How to Scrape Recipe Data from AllRecipes in 2026 (JSON-LD Extraction)

2026-04-09 [allrecipes scraping recipes python json-ld]

Recipe sites have quietly become some of the best-structured data sources on the web. AllRecipes, Food Network, and most major cooking sites embed their recipe data as JSON-LD inside <script> tags — a byproduct of chasing Google's rich results.
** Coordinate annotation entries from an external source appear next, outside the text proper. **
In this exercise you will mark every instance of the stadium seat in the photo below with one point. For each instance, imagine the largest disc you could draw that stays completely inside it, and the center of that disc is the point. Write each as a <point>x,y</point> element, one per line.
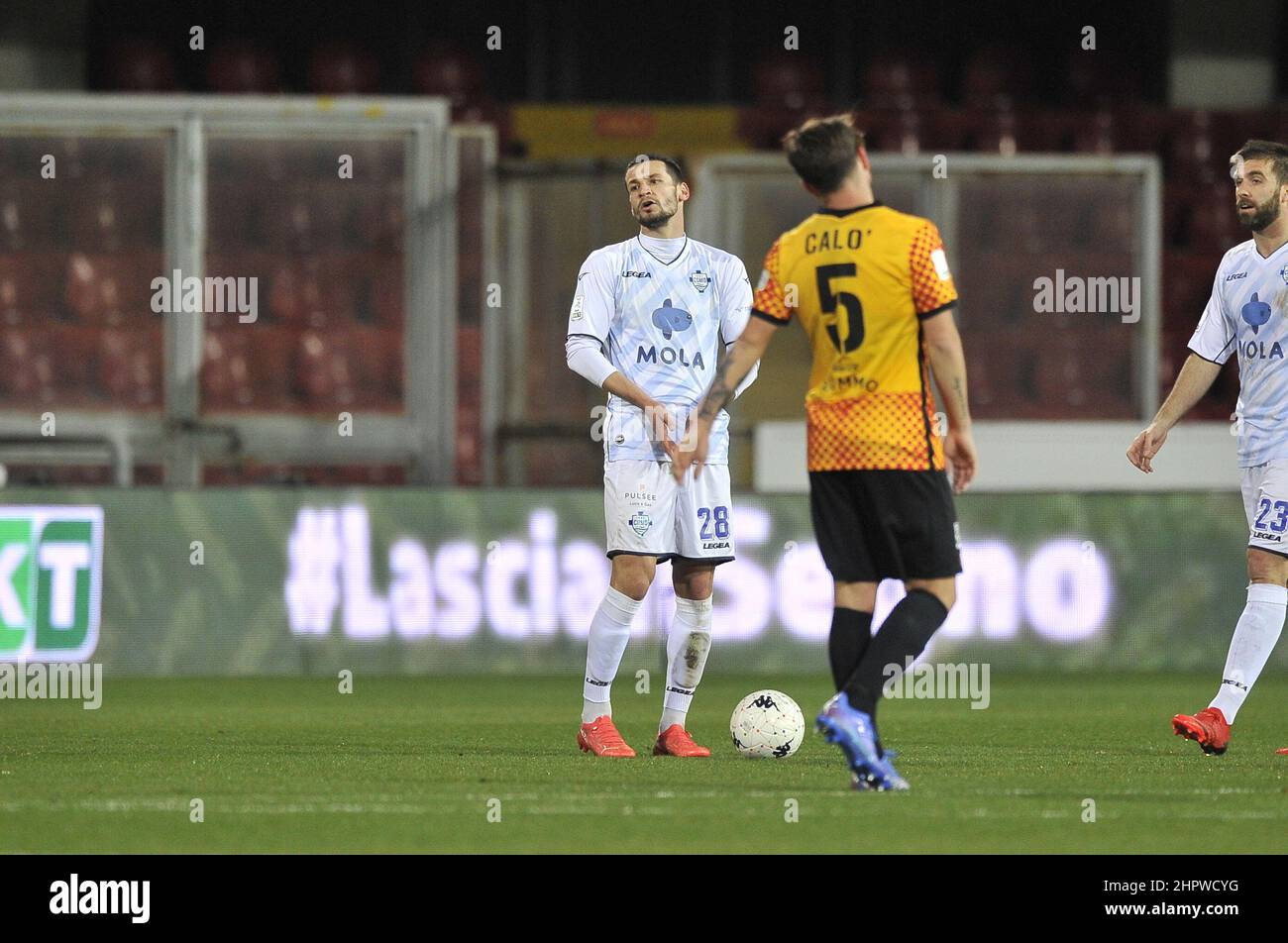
<point>378,352</point>
<point>27,375</point>
<point>1099,78</point>
<point>240,67</point>
<point>30,287</point>
<point>227,381</point>
<point>31,215</point>
<point>129,367</point>
<point>378,221</point>
<point>900,81</point>
<point>1186,287</point>
<point>140,64</point>
<point>325,376</point>
<point>997,78</point>
<point>304,219</point>
<point>1209,222</point>
<point>343,68</point>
This means you can often skip fighting HTML entirely and pull clean, structured data with a handful of lines of Python.

This guide covers the full pipeline: extracting JSON-LD, falling back to HTML when needed, paginating through category pages, handling anti-bot layers, storing results, and running at production scale.

Why JSON-LD Makes Recipe Scraping Easy

Google's recipe rich results require structured data in the schema.org/Recipe format. Sites that want their recipes to appear with star ratings, cooking times, and calorie counts in search results have to publish this data. The result is that most major recipe sites now embed a machine-readable version of every recipe directly in the page.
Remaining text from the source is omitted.